Content Addressing
The Open Internet Protocol (OIP) employs Content Addressing, a core principle enabling data referencing through cryptographic hashes rather than location-based identifiers. By utilizing InterPlanetary Linked Data (IPLD), OIP ensures decentralized, robust, and verifiable data storage and communication across its peer-to-peer network.
Data Model
OIP uses the IPLD model to construct universally addressable and verifiable data structures. Data items within OIP are cryptographically hashed and represented as Content Identifiers (CIDs) .
Content Identifiers (CIDs)
OIP employs IPLD-compliant CIDs (version 1), incorporating:
- Multibase: Specifies CID serialization format, typically base32 for text representation.
- Multicodec: Indicates data format, primarily:
dag-cbor
(0x71) for structured, authenticated data.raw
(0x55) for binary data like images or documents.
- Multihash: Identifies the hashing algorithm; currently, OIP favors SHA-256.

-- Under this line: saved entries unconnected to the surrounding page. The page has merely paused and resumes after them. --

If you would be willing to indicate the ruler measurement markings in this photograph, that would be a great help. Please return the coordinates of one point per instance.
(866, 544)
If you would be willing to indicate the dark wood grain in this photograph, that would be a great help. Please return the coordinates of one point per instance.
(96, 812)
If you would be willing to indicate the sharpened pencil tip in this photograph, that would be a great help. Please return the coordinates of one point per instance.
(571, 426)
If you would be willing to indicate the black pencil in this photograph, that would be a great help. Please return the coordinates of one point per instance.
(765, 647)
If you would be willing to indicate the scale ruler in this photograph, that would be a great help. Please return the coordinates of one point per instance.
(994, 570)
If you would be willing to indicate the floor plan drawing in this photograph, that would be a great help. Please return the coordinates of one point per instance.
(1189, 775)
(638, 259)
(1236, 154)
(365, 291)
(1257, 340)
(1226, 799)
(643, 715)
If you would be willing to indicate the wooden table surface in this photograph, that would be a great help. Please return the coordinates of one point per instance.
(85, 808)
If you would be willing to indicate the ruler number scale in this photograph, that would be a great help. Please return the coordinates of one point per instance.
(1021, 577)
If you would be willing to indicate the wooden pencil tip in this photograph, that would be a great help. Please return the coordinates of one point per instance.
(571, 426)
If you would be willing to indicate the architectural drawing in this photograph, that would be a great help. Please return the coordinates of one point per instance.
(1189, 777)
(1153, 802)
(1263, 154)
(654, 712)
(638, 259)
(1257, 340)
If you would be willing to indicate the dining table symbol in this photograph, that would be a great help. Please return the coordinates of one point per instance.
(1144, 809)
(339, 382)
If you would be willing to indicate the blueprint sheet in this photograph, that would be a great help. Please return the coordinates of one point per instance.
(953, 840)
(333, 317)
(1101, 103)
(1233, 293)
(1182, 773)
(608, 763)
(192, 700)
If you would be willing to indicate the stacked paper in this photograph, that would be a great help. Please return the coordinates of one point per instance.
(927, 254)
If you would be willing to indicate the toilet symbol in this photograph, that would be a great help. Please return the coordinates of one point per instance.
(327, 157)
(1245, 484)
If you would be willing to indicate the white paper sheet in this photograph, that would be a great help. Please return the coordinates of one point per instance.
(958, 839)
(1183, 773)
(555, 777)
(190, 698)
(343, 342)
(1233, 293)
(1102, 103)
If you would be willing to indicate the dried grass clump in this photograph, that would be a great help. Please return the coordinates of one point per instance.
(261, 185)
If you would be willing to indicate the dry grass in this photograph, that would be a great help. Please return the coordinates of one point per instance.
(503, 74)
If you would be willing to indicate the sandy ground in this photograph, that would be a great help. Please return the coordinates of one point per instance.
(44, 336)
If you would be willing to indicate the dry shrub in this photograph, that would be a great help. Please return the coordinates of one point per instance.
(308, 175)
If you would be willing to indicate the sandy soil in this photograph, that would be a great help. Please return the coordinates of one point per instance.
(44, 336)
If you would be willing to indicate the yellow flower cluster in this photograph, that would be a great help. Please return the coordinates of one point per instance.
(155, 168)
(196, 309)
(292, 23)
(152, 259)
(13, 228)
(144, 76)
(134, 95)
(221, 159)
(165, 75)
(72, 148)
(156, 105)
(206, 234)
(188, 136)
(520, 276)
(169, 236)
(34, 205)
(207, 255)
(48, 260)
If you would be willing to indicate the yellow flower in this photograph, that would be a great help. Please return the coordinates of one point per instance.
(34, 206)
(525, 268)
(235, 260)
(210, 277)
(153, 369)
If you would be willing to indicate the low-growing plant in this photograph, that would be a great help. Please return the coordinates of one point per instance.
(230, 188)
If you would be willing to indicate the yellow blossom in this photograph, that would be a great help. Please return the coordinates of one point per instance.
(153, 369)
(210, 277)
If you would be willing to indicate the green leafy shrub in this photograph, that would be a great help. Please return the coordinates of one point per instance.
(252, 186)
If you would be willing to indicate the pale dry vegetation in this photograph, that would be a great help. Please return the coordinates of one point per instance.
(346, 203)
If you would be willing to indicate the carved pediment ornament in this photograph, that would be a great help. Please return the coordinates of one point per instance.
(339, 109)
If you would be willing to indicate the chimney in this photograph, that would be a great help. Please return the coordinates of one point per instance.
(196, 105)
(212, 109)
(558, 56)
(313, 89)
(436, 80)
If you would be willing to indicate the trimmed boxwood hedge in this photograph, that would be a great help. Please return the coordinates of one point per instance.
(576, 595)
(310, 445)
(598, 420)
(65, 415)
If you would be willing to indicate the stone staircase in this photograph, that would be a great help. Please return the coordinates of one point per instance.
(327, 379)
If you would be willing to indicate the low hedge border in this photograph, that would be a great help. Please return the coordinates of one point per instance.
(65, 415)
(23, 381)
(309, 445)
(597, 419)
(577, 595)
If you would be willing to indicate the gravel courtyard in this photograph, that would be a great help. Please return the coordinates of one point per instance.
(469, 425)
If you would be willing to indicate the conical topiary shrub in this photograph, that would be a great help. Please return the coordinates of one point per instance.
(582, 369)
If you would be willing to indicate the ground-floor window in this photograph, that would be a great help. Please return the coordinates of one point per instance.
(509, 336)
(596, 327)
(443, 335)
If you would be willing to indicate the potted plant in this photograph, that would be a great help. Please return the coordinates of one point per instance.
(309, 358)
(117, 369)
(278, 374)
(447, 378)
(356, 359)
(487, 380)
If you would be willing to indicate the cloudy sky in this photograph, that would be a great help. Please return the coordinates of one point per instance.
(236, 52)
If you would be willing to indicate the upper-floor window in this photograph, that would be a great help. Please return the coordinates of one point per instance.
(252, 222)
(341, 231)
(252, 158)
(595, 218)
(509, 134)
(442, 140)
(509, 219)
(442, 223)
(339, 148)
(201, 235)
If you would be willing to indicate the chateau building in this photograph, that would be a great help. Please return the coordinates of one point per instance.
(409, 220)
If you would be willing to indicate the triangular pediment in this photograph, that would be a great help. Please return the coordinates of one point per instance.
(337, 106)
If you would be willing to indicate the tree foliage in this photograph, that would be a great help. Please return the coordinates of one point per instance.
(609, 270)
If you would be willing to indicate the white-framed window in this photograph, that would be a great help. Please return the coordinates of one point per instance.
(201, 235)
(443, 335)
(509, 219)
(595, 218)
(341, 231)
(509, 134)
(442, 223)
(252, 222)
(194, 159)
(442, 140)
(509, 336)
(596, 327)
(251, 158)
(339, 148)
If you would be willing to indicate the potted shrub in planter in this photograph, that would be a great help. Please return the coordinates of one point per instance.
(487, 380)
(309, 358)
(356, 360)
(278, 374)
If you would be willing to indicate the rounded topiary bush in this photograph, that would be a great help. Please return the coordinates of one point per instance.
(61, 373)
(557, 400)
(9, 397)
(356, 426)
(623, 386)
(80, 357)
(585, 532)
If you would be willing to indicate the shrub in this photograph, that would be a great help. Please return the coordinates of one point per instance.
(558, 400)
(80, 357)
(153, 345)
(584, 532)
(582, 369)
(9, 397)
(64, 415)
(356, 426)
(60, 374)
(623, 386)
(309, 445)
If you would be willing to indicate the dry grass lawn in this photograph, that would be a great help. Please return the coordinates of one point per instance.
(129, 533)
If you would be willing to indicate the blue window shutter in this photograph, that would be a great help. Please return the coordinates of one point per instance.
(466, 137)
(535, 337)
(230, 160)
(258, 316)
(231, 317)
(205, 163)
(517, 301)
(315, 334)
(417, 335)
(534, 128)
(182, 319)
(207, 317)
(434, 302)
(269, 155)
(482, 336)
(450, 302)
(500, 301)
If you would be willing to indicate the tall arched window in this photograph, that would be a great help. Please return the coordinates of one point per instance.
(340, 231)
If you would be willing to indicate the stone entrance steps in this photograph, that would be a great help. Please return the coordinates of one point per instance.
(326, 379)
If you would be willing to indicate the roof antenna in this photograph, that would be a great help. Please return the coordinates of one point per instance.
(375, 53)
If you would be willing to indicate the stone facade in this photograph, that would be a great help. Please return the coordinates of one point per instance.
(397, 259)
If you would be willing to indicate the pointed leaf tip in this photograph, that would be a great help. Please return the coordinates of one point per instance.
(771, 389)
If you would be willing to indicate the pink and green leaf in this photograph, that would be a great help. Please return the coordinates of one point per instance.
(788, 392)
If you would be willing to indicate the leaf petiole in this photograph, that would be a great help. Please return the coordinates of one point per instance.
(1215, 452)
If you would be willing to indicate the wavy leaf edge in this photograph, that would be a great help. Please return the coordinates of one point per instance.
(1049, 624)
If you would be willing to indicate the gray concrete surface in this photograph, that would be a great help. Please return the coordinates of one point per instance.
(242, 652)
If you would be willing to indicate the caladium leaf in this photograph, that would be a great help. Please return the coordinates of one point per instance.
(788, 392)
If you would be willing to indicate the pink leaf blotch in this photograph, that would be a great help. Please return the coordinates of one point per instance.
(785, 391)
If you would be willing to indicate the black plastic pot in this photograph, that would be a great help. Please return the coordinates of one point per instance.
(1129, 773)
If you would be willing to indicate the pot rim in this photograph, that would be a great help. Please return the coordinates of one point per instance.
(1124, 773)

Example CID (base32 encoded):
bafyreib4lnktj3cv7g2rhhqzpjit6j7zse7zrsn6qfrk7y7hqcf6gt2c44
Importance of Content Addressing in OIP
Content addressing solves critical problems associated with traditional location-based addressing:
- Immutability: Data integrity is guaranteed as any modification alters the CID.
- Deduplication: Repeated data blocks share the same CID, greatly optimizing storage and bandwidth.
- Verification: Cryptographic hashes validate data authenticity without depending on trusted intermediaries.
- Decentralization and Offline Accessibility: Supports decentralized, offline-first architectures and resilient data availability.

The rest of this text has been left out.